Completing the term inside the integral,

$\displaystyle EX = \frac{\beta^{\alpha}}{\Gamma(\alpha)} \int_0^\infty x^{-(\alpha - 1) - 1} \frac{\beta^{\alpha - 1}}{\Gamma(\alpha - 1)} e^{-\beta/x} dx \frac{\Gamma(\alpha - 1)}{\beta^{\alpha - 1}}$

$\displaystyle EX = \frac{\beta^{\alpha}}{\Gamma(\alpha)} \frac{\Gamma(\alpha - 1)}{\beta^{\alpha - 1}}$

Since the term inside the integral is now an inverse Gamma with parameters

$\displaystyle \alpha - 1 ; \beta$

So,

$\displaystyle \frac{\beta}{\alpha - 1}$

Do the same for $\displaystyle EX^2$ and find the variance.

3. Thanks Gustavodecastro, can you retype the code, because i can't read it properly?
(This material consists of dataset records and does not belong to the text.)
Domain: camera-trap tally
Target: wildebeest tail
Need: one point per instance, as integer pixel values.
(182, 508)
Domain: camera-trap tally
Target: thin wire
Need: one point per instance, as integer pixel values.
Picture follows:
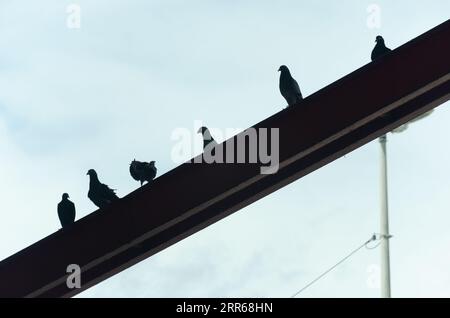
(373, 238)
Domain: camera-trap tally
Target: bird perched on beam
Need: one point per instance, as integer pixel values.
(289, 87)
(380, 49)
(207, 138)
(143, 171)
(66, 211)
(100, 194)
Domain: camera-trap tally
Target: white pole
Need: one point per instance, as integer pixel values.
(384, 224)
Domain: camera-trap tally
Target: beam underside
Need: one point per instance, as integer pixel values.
(332, 122)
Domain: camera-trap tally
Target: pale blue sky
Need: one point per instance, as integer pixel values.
(114, 90)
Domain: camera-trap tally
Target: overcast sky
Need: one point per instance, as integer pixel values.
(116, 88)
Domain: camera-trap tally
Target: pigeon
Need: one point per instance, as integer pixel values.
(207, 138)
(66, 211)
(143, 171)
(100, 194)
(380, 49)
(289, 87)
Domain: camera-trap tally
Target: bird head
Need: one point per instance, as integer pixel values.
(92, 173)
(283, 68)
(202, 130)
(379, 39)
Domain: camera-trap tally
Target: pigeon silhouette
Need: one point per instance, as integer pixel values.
(100, 194)
(380, 49)
(289, 87)
(207, 138)
(66, 211)
(143, 171)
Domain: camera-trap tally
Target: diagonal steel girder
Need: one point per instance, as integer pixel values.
(339, 118)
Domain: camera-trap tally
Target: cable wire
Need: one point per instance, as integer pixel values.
(373, 238)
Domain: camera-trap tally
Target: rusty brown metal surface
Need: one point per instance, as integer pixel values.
(330, 123)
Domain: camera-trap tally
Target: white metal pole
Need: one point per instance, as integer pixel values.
(384, 224)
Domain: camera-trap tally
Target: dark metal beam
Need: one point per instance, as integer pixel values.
(330, 123)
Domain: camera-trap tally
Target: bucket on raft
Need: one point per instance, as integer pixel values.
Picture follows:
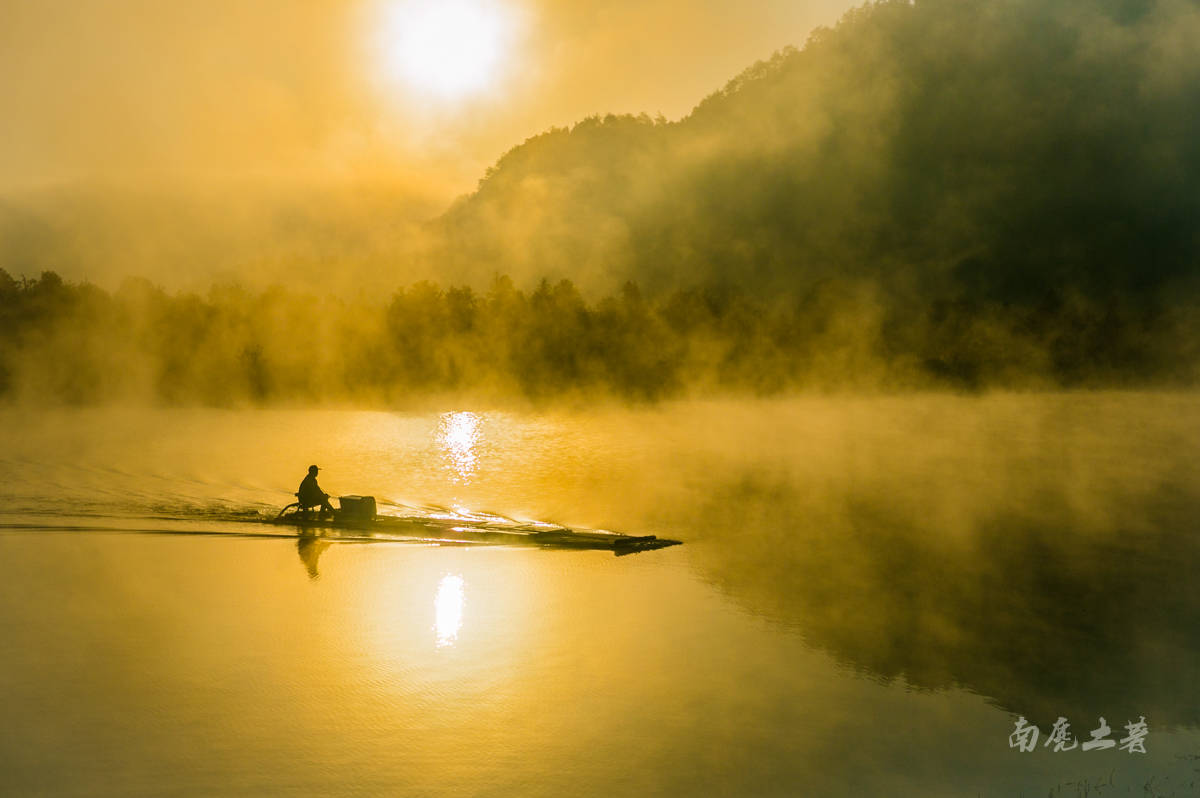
(357, 508)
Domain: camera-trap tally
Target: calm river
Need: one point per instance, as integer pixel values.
(870, 593)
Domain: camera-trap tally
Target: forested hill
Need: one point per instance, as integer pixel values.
(991, 149)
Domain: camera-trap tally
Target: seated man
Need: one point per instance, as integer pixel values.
(310, 493)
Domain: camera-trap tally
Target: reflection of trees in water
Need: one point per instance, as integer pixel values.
(1042, 611)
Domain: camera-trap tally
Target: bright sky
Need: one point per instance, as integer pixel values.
(419, 91)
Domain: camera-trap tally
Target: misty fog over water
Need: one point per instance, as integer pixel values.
(863, 582)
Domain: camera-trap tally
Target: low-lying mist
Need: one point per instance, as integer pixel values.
(77, 343)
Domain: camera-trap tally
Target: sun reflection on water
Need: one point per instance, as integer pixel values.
(459, 437)
(449, 610)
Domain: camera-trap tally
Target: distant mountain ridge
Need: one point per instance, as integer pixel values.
(1001, 148)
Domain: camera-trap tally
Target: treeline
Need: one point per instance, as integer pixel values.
(76, 343)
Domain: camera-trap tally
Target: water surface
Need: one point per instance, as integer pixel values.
(870, 593)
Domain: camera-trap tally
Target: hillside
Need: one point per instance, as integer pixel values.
(994, 149)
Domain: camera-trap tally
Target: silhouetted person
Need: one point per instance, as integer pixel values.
(311, 496)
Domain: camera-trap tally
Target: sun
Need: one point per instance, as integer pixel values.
(445, 49)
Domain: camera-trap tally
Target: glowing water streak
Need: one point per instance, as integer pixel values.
(448, 607)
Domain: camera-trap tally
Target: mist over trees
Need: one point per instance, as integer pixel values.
(964, 193)
(77, 343)
(993, 149)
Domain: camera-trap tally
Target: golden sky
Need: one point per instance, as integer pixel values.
(321, 90)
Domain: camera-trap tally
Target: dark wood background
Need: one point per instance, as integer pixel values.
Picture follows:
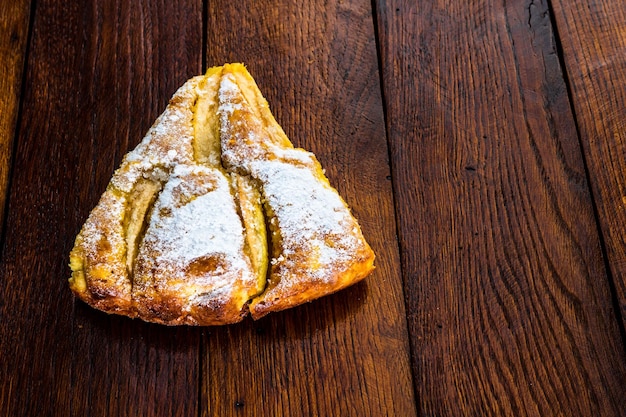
(481, 145)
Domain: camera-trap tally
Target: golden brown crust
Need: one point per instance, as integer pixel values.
(318, 247)
(179, 236)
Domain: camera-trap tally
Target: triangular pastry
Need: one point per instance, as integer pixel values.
(179, 236)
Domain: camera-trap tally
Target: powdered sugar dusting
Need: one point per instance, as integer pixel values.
(313, 220)
(316, 227)
(195, 222)
(167, 143)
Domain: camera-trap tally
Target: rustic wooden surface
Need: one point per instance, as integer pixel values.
(596, 73)
(479, 143)
(14, 24)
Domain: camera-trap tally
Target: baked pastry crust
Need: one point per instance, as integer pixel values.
(317, 245)
(179, 236)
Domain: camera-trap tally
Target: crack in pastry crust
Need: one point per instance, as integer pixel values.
(180, 235)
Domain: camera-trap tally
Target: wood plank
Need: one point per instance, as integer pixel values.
(592, 35)
(508, 300)
(99, 74)
(345, 354)
(14, 20)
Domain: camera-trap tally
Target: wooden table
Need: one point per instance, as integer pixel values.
(481, 144)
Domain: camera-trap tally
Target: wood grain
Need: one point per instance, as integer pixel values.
(99, 74)
(593, 37)
(507, 296)
(346, 354)
(14, 19)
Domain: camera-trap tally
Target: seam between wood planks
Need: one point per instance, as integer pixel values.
(16, 127)
(383, 98)
(596, 216)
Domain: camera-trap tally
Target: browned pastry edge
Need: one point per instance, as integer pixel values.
(110, 291)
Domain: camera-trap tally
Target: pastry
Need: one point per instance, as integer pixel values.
(179, 235)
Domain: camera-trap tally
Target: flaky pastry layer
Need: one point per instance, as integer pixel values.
(215, 214)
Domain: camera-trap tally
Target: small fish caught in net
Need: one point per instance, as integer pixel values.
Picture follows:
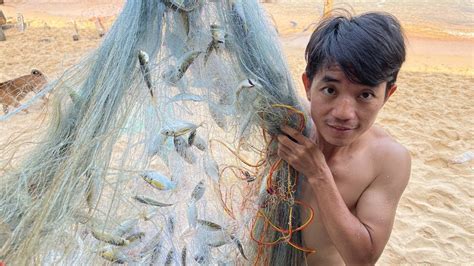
(161, 148)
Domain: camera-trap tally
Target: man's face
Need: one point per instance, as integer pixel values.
(341, 110)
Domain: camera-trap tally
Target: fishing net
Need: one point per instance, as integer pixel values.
(161, 147)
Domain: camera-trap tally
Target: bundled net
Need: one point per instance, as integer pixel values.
(161, 148)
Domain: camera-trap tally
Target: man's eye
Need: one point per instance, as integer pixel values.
(328, 91)
(367, 95)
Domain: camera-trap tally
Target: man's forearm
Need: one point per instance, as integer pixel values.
(351, 238)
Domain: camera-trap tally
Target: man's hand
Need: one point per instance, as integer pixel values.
(304, 155)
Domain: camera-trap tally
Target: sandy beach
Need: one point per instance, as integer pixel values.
(431, 113)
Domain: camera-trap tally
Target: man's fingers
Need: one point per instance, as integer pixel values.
(294, 134)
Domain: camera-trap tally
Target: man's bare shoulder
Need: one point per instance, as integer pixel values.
(390, 157)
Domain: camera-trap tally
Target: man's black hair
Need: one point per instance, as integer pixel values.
(368, 48)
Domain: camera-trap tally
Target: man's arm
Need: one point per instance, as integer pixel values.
(359, 238)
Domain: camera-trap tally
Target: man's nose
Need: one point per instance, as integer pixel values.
(344, 109)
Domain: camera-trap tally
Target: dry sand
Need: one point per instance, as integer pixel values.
(431, 114)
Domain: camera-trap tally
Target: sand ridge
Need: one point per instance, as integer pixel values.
(431, 114)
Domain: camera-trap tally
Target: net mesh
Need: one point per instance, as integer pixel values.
(161, 147)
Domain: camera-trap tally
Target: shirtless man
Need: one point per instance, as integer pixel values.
(355, 172)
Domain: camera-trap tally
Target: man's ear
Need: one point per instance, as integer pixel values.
(390, 91)
(307, 85)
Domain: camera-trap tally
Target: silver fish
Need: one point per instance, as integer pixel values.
(173, 4)
(192, 214)
(211, 168)
(135, 236)
(169, 257)
(218, 37)
(182, 148)
(144, 60)
(200, 143)
(113, 255)
(158, 180)
(125, 227)
(150, 201)
(210, 225)
(109, 238)
(173, 75)
(179, 128)
(198, 191)
(192, 137)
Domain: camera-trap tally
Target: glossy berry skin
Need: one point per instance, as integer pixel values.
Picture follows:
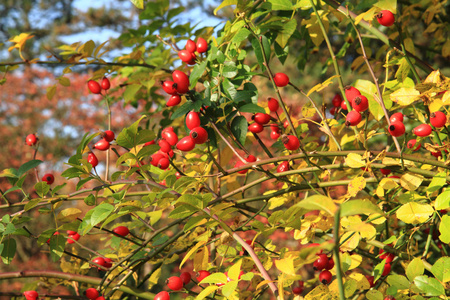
(291, 142)
(273, 104)
(91, 293)
(162, 296)
(121, 230)
(170, 87)
(31, 295)
(192, 120)
(185, 56)
(337, 100)
(386, 18)
(199, 135)
(173, 100)
(73, 237)
(94, 87)
(397, 117)
(186, 144)
(255, 128)
(31, 139)
(108, 135)
(102, 145)
(170, 136)
(174, 283)
(190, 46)
(422, 130)
(360, 103)
(181, 80)
(49, 178)
(185, 277)
(105, 84)
(92, 159)
(202, 274)
(283, 167)
(412, 145)
(261, 118)
(325, 277)
(353, 118)
(281, 79)
(438, 119)
(396, 128)
(202, 45)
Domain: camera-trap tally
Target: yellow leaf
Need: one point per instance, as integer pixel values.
(286, 265)
(405, 96)
(354, 160)
(411, 181)
(355, 186)
(414, 213)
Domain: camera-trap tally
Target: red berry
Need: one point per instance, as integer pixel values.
(255, 128)
(73, 237)
(321, 262)
(199, 135)
(397, 128)
(396, 117)
(181, 80)
(190, 46)
(31, 295)
(173, 100)
(169, 87)
(94, 87)
(353, 118)
(162, 296)
(174, 283)
(105, 84)
(438, 119)
(31, 139)
(92, 159)
(385, 171)
(185, 277)
(360, 103)
(163, 163)
(108, 135)
(325, 277)
(92, 293)
(281, 79)
(273, 104)
(202, 45)
(386, 269)
(283, 167)
(422, 130)
(202, 274)
(192, 120)
(261, 118)
(351, 92)
(121, 230)
(186, 144)
(412, 145)
(49, 178)
(290, 142)
(102, 145)
(337, 100)
(185, 56)
(386, 18)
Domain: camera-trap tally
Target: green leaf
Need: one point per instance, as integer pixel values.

4. Sorry for that. Now I think it is okay. You have to remember that

$\displaystyle \Gamma(n) = (n-1)!$

5. I'm not sure how finding $\displaystyle EX^2$, will help me find the variance?

6. To compute $\displaystyle EX^2$, note that

$\displaystyle Ex = \frac{\beta^{\alpha}}{\Gamma(\alpha)} \int_0^\infty x^{-(\alpha - 2) - 1} \frac{\beta^{\alpha - 2}}{\Gamma(\alpha - 2)} e^{-\beta/x} dx \frac{\Gamma(\alpha - 2)}{\beta^{\alpha - 2}}$

And so you have an inverse gamma with parameters $\displaystyle \alpha - 2 ; \beta$ inside the integral. Do the same as before and find $\displaystyle EX^2$.

$\displaystyle EX^2 = \frac{\beta^{\alpha}}{\Gamma(\alpha)} \frac{\Gamma(\alpha - 2)}{\beta^{\alpha - 2}} = \frac{\beta^2}{(\alpha - 2)(\alpha - 1)}$

Then, as $\displaystyle VarX = EX^2 - \left( EX \right)^2$, find the variance.